Sasmal Pradipta, Kumar Panigrahi Susant, Panda Swarna Laxmi, Bhuyan M K
Department of Electrical Engineering, Indian Institute of Technology, Kharagpur, West Bengal, 721302, India.
Department of Electronics and Communication Engineering, National Institute of Technology, Rourkela, Odisha, 769008, India.
Med Biol Eng Comput. 2025 May 2. doi: 10.1007/s11517-025-03369-z.

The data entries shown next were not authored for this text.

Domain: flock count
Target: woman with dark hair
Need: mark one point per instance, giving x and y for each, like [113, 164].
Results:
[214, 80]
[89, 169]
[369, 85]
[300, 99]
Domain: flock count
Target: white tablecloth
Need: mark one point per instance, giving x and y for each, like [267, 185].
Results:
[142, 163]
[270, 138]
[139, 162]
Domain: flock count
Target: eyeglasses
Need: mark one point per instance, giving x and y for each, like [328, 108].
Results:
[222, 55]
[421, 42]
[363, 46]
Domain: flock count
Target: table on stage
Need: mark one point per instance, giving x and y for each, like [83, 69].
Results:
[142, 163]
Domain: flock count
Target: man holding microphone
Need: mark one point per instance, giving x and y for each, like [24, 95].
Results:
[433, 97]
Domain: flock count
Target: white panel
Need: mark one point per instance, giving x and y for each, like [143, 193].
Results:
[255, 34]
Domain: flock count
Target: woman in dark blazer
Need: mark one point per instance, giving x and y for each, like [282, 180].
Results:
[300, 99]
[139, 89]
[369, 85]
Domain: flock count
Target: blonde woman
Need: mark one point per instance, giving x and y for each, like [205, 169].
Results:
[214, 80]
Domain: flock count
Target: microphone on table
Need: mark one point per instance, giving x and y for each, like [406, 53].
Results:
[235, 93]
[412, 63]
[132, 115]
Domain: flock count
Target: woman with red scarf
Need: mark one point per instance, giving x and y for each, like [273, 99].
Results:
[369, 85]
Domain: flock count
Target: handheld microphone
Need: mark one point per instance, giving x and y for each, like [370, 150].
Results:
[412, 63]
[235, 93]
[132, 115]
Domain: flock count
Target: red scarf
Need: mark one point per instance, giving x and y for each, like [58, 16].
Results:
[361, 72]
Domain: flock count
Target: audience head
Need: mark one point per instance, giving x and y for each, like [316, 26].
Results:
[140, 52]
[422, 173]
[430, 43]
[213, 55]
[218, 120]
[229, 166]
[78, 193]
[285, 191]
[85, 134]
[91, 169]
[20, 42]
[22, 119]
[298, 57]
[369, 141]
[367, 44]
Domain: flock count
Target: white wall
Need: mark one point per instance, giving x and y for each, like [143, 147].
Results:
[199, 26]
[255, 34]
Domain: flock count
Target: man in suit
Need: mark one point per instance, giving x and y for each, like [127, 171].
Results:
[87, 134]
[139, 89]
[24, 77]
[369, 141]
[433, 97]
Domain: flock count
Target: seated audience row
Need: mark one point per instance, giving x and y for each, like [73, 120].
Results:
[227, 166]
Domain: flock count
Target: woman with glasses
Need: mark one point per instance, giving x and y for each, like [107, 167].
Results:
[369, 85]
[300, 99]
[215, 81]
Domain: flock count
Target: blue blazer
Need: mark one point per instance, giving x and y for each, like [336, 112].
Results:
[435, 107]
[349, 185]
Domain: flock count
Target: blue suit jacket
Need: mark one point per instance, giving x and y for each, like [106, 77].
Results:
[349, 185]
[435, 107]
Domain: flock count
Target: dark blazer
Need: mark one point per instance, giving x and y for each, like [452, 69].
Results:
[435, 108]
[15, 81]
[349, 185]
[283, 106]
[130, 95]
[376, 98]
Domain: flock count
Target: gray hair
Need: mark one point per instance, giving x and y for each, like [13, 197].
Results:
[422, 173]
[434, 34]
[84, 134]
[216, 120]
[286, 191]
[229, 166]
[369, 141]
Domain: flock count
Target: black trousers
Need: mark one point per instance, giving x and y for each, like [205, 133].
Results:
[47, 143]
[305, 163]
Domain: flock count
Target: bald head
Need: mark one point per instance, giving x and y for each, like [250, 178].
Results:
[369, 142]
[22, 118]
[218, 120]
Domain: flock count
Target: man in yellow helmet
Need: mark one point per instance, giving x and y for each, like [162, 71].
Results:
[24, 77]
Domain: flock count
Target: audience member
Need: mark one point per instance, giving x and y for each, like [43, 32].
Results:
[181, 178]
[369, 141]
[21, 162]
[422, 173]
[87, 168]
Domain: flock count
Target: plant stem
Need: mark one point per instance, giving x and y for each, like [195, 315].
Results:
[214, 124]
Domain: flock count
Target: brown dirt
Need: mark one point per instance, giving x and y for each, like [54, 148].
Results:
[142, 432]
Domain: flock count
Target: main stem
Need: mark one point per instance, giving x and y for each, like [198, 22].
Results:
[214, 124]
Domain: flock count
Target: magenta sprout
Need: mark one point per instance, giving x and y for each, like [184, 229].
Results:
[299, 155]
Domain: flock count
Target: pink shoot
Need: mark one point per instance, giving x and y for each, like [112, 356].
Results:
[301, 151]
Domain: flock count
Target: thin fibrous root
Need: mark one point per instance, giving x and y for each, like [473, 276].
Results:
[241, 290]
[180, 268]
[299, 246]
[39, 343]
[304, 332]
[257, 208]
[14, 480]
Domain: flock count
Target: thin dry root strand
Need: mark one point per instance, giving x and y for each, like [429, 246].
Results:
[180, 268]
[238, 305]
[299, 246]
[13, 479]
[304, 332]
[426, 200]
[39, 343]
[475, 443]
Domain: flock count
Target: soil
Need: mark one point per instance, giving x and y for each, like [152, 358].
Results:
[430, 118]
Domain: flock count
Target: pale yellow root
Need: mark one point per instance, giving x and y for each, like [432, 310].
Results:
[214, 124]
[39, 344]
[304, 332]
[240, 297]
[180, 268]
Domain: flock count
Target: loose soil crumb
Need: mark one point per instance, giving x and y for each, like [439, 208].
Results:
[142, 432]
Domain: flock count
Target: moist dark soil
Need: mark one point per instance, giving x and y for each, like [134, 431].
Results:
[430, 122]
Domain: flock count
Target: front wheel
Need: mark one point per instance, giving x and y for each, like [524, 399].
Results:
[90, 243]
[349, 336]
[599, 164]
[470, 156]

Colorectal cancer (CRC) is one of the leading causes of death worldwide. This paper proposes an automated diagnostic technique to detect, localize, and classify polyps in colonoscopy video frames. The proposed model adopts the deep YOLOv4 model that incorporates both spatial and contextual information in the form of spatial attention and channel attention blocks, respectively for better localization of polyps. Finally, leveraging a fusion of deep and handcrafted features, the detected polyps are classified as adenoma or non-adenoma. Polyp shape and texture are essential features in discriminating polyp types. Therefore, the proposed work utilizes a pyramid histogram of oriented gradient (PHOG) and embedding features learned via triplet Siamese architecture to extract these features. The PHOG extracts local shape information from each polyp class, whereas the Siamese network extracts intra-polyp discriminating features. The individual and cross-database performances on two databases suggest the robustness of our method in polyp localization. The competitive analysis based on significant clinical parameters with current state-of-the-art methods confirms that our method can be used for automated polyp localization in both real-time and offline colonoscopic video frames. Our method provides an average precision of 0.8971 and 0.9171 and an F1 score of 0.8869 and 0.8812 for the Kvasir-SEG and SUN databases. Similarly, the proposed classification framework for the detected polyps yields a classification accuracy of 96.66% on a publicly available UCI colonoscopy video dataset. Moreover, the classification framework provides an F1 score of 96.54% that validates the potential of the proposed framework in polyp localization and classification.
结直肠癌(CRC)是全球主要的死亡原因之一。本文提出了一种自动诊断技术,用于在结肠镜检查视频帧中检测、定位和分类息肉。所提出的模型采用了深度YOLOv4模型,该模型分别以空间注意力和通道注意力块的形式整合了空间和上下文信息,以更好地定位息肉。最后,利用深度特征和手工特征的融合,将检测到的息肉分类为腺瘤或非腺瘤。息肉的形状和纹理是区分息肉类型的重要特征。因此,所提出的工作利用定向梯度金字塔直方图(PHOG)和通过三元暹罗架构学习的嵌入特征来提取这些特征。PHOG从每个息肉类别中提取局部形状信息,而暹罗网络提取息肉内部的区分特征。在两个数据库上的个体和跨数据库性能表明了我们方法在息肉定位方面的鲁棒性。与当前最先进方法基于重要临床参数的竞争性分析证实,我们的方法可用于实时和离线结肠镜检查视频帧中的自动息肉定位。我们的方法在Kvasir-SEG和SUN数据库上的平均精度分别为0.8971和0.9171,F1分数分别为0.8869和0.8812。同样,针对检测到的息肉所提出的分类框架在公开可用的UCI结肠镜检查视频数据集上的分类准确率为96.66%。此外,该分类框架的F1分数为96.54%,验证了所提出框架在息肉定位和分类方面的潜力。